Belgium: La Fête de la Musique rocks locations throughout Wallonia: Namur and Liege offer programs, while Brussels’ concerts unfold across a number of venues. For a real musical smorgasbord, head to the Parc du Cinquantenaire, the site of a “Village of Music” June 24-25, where the program features blues, chanson, classical, country, folk, funk, hip-hop, indie, jazz, rap, reggae, rock and more. Street artists and entertainment for kids complement the packed program. Access to the festival area is from 2 p.m. June 24 and 10 a.m. June 25..

Czech Republic: Prague’s United Islands festival, traditionally held in the historical center, moves to the municipal district of Karlin this year. The festival, slated for June 23-24, is known for introducing newcomers from across the European musical scene and beyond, although established acts play, too. Saturday’s program offers a children’s program, theater, crafts workshop, a zone highlighting sports from around the world and a classic auto display. Concerts start at 2:30 p.m. June 23 and 10:30 a.m. June 24.

Denmark: The Riverboat Jazz Festival, a five-day festival held in Silkeborg, takes place June 21-25. Families flock to nearby campgrounds, set up their tents and enjoy the laid-back atmosphere amidst the beautiful natural surroundings. New Orleans, Dixie, swing and gospel sounds feature here, and the majority of concerts are free. Concerts begin at 7 p.m. June 21, 10 a.m. June 22-24, and 9 a.m. June 25.

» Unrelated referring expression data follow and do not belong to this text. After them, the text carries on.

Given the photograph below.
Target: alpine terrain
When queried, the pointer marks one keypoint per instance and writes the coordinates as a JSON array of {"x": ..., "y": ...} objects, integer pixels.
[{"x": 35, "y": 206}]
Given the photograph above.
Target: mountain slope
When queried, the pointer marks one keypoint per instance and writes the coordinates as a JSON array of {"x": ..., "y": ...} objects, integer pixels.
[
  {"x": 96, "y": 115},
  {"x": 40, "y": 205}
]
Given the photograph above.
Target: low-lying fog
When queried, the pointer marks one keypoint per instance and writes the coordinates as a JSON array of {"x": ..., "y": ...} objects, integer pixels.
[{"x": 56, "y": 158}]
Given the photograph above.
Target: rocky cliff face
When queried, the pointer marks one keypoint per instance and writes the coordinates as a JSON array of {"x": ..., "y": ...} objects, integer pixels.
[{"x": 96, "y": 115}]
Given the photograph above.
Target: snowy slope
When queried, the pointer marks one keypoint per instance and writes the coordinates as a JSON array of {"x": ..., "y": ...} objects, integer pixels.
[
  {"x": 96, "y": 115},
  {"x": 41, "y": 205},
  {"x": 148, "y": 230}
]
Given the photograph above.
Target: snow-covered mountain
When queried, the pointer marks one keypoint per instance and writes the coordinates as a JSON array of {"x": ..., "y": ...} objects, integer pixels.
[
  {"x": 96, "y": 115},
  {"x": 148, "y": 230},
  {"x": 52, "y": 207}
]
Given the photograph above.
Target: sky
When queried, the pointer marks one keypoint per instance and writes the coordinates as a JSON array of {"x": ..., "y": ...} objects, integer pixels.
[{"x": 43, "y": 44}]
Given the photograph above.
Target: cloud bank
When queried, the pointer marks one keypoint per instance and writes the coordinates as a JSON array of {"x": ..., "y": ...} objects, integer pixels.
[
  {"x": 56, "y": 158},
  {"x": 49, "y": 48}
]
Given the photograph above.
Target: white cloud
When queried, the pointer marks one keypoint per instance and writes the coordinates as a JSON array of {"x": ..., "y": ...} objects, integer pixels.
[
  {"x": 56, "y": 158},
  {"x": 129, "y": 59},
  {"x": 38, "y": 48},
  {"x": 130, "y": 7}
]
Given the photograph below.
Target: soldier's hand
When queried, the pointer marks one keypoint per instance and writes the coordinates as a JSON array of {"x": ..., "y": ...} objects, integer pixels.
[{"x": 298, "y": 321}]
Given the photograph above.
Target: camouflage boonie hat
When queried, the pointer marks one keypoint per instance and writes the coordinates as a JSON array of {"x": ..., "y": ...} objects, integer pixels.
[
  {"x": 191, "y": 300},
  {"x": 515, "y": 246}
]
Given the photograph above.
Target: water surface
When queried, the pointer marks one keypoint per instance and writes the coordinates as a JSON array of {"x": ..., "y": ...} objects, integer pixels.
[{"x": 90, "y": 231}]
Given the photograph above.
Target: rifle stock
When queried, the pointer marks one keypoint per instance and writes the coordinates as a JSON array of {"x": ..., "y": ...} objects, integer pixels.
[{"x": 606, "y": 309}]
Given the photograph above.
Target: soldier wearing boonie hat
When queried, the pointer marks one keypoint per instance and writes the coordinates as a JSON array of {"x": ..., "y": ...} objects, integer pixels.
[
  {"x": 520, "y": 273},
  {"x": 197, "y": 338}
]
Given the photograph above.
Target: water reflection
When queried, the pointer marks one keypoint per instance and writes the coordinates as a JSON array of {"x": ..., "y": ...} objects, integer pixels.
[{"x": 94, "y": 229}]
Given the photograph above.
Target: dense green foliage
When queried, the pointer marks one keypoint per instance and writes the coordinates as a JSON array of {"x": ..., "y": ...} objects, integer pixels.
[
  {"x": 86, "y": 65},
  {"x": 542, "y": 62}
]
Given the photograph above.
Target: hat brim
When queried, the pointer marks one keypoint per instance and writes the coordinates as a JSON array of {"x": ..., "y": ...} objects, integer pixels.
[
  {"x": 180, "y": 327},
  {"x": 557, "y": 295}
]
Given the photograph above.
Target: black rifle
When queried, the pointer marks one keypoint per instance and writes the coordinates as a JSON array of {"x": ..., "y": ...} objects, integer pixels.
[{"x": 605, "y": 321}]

Netherlands: The Hague’s Parkpop, the country’s biggest free music festival of its kind, has been staged for over 35 years; with an average of 200,000 visitors, it’s one of the largest free pop music festivals in Europe. Acts taking to the stage in the Zuiderpark June 25 include Alison Moyet, Toots and the Maytals, Los Pacaminos featuring Paul Young, Joanne Shaw Taylor and a slew of others. The festival runs from 1 p.m. to 9 p.m.

Switzerland: Geneva’s Fête de la Musique celebrates summer in the city with more than 500 concerts in every conceivable genre, along with dance, cinema and workshops. The festival spills over both sides of the river and throughout the Old Town. Concerts begin at 7 p.m. June 23 and 11 a.m. June 24 and 25.